Dimmi che batteri hai e ti dirò come stai. Salvare le specie a rischio ora è possibile frugando nella pancia degli animali, grazie a uno studio italiano che ha scoperto 10 nuovi batteri “buoni”.

La scoperta

“Fammi scoprire quali batteri hai nella pancia e capirò le tue condizioni di salute”: ad uso di chi non è ricercatore in microbiologia, suona così l’ultimo articolo scientifico pubblicato sulla rivista internazionale “Systematic and Applied Microbiology”, firmata da Parco Natura Viva di Bussolengo e Università di Bologna. Un team tutto italiano che attraverso l’analisi delle feci di alcune specie animali, ha indagato la presenza di popolazioni batteriche “buone”, in particolare quelle appartenenti al genere dei bifidobatteri, ospitate nell’intestino degli esemplari. Questi microrganismi sono ritenuti in grado d’influenzare positivamente la salute grazie ad una stretta interazione animale-microrganismo e per questo sono chiamati probiotici.
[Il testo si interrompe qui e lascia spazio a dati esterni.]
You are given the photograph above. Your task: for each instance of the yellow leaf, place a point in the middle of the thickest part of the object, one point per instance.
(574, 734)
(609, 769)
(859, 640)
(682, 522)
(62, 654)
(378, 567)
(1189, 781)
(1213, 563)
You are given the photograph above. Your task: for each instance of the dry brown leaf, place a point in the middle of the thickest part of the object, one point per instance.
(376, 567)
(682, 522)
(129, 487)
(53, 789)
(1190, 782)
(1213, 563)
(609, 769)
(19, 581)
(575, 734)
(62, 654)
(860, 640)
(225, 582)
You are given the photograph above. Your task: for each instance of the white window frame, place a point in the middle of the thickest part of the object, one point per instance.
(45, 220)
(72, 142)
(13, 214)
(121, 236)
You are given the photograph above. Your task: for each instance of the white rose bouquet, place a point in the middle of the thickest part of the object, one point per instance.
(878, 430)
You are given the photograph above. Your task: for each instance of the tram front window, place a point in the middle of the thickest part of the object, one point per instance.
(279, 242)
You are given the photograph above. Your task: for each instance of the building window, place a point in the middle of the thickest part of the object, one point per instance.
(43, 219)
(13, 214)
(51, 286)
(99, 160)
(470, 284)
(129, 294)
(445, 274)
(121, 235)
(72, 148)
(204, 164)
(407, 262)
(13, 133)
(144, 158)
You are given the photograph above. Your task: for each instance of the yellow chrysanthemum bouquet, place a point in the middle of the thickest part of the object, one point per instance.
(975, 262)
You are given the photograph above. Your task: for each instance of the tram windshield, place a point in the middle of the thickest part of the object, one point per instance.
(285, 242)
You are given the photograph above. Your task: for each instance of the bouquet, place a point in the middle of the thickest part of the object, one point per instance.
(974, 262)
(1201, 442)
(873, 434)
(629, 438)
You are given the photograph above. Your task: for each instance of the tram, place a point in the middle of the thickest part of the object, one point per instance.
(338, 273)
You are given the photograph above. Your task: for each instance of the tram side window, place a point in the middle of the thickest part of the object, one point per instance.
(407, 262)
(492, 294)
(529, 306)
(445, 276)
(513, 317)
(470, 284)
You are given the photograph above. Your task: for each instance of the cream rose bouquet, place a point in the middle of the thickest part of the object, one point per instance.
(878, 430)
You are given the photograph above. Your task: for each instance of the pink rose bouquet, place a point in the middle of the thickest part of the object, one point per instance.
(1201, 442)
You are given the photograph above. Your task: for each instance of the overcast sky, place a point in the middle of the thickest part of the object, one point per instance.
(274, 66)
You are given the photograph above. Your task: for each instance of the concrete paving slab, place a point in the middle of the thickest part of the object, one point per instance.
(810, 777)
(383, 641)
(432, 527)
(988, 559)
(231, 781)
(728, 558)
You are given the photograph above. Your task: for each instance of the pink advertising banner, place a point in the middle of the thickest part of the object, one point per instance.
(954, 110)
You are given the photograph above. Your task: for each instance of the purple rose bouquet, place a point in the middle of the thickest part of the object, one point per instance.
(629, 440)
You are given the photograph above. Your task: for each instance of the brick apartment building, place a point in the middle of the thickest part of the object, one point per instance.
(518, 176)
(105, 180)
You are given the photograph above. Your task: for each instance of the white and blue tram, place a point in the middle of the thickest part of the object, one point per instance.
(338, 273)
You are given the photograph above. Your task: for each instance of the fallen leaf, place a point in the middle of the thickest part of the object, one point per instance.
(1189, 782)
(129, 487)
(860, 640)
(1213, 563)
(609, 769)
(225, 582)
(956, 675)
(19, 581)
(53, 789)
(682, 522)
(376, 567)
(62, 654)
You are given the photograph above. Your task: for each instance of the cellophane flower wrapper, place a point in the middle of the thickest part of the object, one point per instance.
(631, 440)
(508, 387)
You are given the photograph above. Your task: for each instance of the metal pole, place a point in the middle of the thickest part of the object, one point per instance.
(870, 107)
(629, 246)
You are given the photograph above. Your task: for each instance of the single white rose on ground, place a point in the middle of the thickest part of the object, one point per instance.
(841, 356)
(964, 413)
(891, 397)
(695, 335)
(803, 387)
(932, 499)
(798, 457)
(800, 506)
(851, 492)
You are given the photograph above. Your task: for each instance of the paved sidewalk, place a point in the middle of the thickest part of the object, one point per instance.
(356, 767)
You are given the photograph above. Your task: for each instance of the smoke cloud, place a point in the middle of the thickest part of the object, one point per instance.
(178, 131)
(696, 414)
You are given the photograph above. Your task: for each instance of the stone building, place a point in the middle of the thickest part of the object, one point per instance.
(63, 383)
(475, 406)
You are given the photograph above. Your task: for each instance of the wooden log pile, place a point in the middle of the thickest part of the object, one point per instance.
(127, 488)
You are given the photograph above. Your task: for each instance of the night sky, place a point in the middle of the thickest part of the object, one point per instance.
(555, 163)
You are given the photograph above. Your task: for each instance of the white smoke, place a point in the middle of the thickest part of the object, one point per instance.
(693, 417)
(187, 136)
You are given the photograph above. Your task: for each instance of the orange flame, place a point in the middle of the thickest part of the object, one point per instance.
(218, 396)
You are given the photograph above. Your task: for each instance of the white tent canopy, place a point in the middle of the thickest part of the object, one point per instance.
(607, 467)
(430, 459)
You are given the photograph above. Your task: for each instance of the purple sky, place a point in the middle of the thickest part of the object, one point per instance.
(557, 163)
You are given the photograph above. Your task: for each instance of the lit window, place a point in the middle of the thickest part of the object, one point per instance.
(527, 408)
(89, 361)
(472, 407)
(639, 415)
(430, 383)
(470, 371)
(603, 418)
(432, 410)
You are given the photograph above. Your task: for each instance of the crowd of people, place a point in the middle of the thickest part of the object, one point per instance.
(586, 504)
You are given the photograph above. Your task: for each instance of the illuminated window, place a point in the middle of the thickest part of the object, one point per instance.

Uno studio non invasivo che offre a medici veterinari ed etologi moltissime informazioni per migliorare il loro benessere e concede un’arma in più nella lotta contro l’estinzione.
Ma cosa succede quando si scopre che alcune specie di bifidobatteri presenti nell’intestino di un tamarino edipo e di un tamarino imperatore, non appartengono a nessuna tra quelle già conosciute?
“Si analizzano, si classificano e si dà loro un nome”, spiega Paola Mattarelli, ricercatrice dell’Università di Bologna e autrice dello studio. “Tra le 10 nuove specie di bifidobatteri scoperti in questi due primati, la comunità scientifica ha accolto anche il Bifidobacterium scaligerum, il probiotico in onore di Cangrande della Scala, signore mai dimenticato della Verona medievale. Ma indipendentemente dal nome, tutti i bifidobatteri – grazie alle loro attività metaboliche – producono acidi grassi a corta catena come acido lattico e acido acetico, importantissimi per il benessere del loro ospite”.

Tamarino edipo

Conoscerli e sapere se possono essere utilizzati come indicatori di salute, diventa poi fondamentale quando il loro “padrone di casa” è considerato “in pericolo critico di estinzione”, come nel caso del tamarino edipo, piccola scimmia che sopravvive in America Centrale con 6mila esemplari stimati. E per questo il team di ricercatori non ha voluto fermarsi all’indagine sulle due piccole specie di primati e ha rivolto la propria attenzione verso un’altra specie sull’orlo della scomparsa. “Oltrepassiamo la linea dell’Equatore verso sud e poi ci dirigiamo a est, oltre Oceano Atlantico e Africa”, spiega Camillo Sandri, veterinario e direttore tecnico del Parco Natura Viva, autore dello studio . “Al largo della Somalia, sulle isole Seychelles, sopravvivono le tartarughe giganti “vulnerabili” di estinzione, che allo stesso tempo vivono anche al Parco Natura Viva. E pochissimi studi scientifici sono stati dedicati alle popolazioni di bifidobatteri benefici nei rettili erbivori”.
Partenza in vista per il team di ricercatori italiani che vuole salvare le specie a rischio di estinzione frugando nella pancia degli animali.